Die Luftverschmutzung versuche man seit 2007 durch ein Motorradverbot in der Stadt sowie durch Verlagerung von Industriebetrieben an die Peripherie einzudämmen. Doch der Umzug der Fabriken verschiebe die Probleme nur. Bei der Wasserverschmutzung gelängen nicht einmal solche kosmetischen Operationen. Denn Industrie- und Haushaltsabwässer werden auch 2014 größtenteils ungeklärt in den Perl­fluß eingeleitet. Schlechte sanitäre Anlagen und verschmutztes Trinkwasser bedingen daher die Rückkehr „alter“ Infektionskrankheiten (Tuberkulose, Malaria) und fördern die Ausbreitung neuer wie SARS, Vogelgrippe und HIV.
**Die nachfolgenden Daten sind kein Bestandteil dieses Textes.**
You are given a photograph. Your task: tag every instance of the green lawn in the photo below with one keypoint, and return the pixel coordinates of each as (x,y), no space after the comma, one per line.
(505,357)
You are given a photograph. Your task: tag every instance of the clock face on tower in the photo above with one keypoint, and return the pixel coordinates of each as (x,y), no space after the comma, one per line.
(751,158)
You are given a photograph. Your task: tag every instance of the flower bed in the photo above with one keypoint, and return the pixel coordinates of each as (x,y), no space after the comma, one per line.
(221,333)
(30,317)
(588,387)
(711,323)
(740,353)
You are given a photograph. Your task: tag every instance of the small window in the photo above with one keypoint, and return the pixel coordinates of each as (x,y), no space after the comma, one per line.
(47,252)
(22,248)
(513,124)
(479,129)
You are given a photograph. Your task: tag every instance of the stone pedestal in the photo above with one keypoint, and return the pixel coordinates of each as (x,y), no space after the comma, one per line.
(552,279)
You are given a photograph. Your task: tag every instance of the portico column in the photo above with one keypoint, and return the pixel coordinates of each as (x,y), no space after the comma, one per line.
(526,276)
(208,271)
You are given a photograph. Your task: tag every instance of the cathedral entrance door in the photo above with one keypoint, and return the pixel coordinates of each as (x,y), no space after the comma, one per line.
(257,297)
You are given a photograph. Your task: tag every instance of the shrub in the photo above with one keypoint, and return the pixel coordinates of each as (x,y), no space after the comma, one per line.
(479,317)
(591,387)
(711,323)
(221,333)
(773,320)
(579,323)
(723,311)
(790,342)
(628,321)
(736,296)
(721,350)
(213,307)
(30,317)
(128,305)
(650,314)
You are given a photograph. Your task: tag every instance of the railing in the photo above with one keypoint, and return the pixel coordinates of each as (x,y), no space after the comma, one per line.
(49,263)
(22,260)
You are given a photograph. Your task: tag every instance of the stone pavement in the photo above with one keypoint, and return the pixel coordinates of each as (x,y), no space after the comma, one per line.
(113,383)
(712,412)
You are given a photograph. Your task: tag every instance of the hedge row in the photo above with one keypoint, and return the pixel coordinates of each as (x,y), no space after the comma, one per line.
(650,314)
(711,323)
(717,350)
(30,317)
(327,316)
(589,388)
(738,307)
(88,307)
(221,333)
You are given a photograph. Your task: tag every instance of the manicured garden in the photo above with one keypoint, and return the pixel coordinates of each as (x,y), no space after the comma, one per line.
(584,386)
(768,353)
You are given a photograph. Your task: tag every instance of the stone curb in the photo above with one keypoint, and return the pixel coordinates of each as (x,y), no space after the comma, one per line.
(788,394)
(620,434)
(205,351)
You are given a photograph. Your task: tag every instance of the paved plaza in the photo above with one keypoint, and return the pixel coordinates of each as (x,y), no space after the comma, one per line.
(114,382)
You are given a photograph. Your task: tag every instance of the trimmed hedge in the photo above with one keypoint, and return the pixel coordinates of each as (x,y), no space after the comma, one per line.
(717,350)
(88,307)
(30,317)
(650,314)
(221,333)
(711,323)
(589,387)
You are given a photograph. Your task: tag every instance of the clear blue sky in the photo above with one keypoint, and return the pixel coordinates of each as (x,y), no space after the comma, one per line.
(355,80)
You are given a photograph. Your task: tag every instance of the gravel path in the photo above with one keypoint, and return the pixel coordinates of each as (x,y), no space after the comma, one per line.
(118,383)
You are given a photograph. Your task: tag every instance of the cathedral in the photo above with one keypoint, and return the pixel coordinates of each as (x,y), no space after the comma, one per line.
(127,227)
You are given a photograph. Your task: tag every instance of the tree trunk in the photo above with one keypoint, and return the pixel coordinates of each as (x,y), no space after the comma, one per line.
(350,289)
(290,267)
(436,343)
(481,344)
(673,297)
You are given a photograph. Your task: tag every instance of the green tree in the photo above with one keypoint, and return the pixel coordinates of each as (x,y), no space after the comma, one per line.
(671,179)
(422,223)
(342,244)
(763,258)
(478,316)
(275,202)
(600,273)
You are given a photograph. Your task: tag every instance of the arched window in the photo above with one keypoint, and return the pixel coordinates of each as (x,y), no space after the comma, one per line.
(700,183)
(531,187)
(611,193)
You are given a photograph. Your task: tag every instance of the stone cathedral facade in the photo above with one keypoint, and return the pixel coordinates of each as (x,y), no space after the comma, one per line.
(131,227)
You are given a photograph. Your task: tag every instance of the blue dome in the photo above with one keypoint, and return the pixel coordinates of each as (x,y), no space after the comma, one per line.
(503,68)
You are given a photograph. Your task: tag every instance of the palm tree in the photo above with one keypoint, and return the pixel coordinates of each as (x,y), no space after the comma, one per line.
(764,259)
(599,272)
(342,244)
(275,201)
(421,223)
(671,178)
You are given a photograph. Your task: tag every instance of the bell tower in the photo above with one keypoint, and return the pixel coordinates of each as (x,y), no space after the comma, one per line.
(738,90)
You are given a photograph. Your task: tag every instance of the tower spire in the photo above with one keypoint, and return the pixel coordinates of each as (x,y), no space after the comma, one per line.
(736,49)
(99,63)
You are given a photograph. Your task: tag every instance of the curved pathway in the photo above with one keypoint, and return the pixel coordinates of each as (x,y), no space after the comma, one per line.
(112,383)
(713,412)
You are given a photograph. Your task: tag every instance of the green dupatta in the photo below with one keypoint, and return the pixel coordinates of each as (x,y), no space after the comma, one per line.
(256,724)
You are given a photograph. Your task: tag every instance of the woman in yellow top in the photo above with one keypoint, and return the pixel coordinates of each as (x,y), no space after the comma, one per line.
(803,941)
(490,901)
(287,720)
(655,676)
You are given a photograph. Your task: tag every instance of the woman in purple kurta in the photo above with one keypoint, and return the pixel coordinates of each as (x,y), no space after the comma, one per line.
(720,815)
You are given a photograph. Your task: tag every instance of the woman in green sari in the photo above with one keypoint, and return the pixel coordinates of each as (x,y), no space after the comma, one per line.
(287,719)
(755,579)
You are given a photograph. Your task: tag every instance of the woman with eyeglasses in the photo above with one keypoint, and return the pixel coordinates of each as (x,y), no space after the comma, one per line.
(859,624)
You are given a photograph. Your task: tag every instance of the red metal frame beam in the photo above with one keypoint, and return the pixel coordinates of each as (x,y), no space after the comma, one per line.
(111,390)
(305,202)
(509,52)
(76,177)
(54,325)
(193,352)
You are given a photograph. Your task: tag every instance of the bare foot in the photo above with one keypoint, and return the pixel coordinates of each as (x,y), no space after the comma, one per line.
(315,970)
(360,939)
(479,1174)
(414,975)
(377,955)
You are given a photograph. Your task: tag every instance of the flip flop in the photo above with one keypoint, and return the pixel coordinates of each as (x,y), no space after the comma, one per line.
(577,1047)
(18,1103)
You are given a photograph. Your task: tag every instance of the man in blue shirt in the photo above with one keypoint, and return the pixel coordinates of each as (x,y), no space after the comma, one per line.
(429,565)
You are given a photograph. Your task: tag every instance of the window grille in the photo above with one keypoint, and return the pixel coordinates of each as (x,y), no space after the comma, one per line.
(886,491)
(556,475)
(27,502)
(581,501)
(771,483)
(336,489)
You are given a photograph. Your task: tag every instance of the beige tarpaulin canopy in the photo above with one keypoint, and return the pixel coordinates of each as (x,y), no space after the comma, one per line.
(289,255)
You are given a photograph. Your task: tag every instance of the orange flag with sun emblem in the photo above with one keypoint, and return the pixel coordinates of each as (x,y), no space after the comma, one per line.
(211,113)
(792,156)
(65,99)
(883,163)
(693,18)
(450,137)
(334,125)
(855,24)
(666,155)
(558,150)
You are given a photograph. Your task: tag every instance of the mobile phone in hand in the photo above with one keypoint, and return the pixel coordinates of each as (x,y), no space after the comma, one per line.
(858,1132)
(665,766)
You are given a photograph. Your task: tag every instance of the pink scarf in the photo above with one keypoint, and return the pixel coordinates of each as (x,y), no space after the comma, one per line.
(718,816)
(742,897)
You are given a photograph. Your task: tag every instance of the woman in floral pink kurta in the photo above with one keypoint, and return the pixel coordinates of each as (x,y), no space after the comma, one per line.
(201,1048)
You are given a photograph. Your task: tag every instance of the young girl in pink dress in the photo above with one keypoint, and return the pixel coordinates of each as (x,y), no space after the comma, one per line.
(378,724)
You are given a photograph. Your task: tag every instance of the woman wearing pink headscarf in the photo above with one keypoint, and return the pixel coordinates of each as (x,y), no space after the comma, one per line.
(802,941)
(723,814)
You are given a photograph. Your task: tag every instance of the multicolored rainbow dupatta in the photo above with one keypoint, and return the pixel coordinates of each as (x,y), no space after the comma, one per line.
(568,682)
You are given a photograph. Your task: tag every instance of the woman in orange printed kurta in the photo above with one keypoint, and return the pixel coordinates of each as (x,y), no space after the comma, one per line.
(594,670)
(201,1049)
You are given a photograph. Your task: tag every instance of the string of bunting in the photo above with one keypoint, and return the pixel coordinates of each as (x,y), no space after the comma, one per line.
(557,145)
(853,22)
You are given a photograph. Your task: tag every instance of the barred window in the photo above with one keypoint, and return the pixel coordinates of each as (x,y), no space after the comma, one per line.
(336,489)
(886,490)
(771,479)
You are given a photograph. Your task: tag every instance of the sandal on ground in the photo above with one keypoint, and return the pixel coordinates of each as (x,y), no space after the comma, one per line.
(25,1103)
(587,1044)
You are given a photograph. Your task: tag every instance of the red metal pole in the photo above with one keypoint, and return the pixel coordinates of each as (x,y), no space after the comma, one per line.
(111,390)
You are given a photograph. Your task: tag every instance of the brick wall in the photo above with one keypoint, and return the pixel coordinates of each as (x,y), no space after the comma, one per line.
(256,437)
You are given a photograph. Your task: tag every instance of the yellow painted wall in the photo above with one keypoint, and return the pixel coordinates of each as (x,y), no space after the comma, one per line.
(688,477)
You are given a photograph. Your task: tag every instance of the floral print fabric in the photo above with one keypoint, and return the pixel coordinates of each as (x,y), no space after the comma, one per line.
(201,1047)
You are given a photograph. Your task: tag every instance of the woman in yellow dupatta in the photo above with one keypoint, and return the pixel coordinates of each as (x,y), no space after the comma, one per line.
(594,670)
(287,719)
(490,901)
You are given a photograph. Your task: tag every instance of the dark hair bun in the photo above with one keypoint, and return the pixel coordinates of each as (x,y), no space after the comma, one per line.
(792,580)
Diese Gesundheitsprobleme asiatischer Megastädte gingen heute schon Europa und Nordamerika an, wie die SARS-Epidemie 2003 bewiesen habe. Zoonosen, das Überspringen der Artengrenze durch Viren, seien in überfüllten Agglomerationen wie Pune oder Guangzhou leichter möglich und würden das Potential für globale Seuchen (Schweinegrippe, Vogelgrippe) bergen. Trotzdem wollen die Kölner Geographen am Prinzip Hoffnung festhalten: Die Herausforderungen zur Verbesserung menschlicher Gesundheit in Megastädten könnten zu bewältigen sein – den Mut zu „kraftzehrenden Reformen“ vorausgesetzt.